Because the Clean Pull is a high-velocity movement that taxes the central nervous system, our AI analyzes your HRV and sleep data to determine if your body is ready for peak power output or if you need to reduce intensity. By tracking your RPE and load over time, the app ensures you are using a weight that allows for true explosive speed rather than grinding through reps, which is critical for power development.
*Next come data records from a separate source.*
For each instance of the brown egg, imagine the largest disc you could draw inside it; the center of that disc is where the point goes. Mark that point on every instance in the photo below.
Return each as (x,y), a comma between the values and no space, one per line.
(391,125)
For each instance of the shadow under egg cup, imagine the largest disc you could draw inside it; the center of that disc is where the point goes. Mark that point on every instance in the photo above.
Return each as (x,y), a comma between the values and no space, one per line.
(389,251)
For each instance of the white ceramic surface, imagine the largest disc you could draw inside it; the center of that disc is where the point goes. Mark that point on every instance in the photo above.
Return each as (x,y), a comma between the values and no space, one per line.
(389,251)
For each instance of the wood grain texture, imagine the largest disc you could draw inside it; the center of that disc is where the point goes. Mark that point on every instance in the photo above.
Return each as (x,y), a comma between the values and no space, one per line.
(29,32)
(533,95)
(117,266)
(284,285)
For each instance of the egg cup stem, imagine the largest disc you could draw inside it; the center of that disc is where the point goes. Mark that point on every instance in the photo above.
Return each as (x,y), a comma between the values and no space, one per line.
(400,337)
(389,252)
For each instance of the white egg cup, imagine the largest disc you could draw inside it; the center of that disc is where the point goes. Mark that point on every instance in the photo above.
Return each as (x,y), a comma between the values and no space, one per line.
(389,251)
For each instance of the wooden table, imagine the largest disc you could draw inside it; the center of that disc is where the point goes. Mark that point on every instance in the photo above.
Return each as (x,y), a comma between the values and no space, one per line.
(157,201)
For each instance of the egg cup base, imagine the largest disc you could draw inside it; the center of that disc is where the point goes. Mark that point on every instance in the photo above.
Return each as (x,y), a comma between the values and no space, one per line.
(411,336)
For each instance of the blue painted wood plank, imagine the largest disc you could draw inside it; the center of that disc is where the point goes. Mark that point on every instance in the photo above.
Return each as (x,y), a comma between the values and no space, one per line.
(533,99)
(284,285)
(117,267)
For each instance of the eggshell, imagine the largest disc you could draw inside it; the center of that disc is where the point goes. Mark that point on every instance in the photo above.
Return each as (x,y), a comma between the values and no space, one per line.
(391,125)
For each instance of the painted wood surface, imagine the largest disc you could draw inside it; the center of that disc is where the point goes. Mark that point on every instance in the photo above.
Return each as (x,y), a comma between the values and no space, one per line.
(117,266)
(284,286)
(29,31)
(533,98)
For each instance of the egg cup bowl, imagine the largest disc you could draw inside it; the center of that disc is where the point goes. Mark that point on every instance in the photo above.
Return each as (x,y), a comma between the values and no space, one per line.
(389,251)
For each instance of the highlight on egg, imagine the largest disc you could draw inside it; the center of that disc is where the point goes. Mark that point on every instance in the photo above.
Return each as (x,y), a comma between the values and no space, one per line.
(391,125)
Additionally, if you report lower back tightness, the system can instantly substitute less compressive variations to maintain training momentum safely.
Form Cues
- Start with hips low, chest up, and back flat
- Drive through your full foot to extend hips and knees explosively
- Keep the barbell close to your body throughout the pull
- Shrug your shoulders forcefully at the peak of extension
- Extend onto your toes to achieve full triple extension
- Don't bend your elbows early to pull the bar up
- Don't let your back round or shoulders roll forward
- Don't let the bar drift away from your thighs
- Don't lean back excessively at the top of the movement
- Don't attempt to catch the bar; simply control the descent
Common Mistakes
- Pulling with arms instead of hips
- Rounding the lumbar spine
- Bar path drifting forward
- Incomplete hip extension
- Lack of explosive intent
Muscles Worked
This exercise is a powerhouse for the posterior chain, heavily recruiting the glutes, hamstrings, and erector spinae to generate upward force. The quadriceps are essential for the initial leg drive off the floor, while the upper trapezius works intensely during the final explosive shrug phase.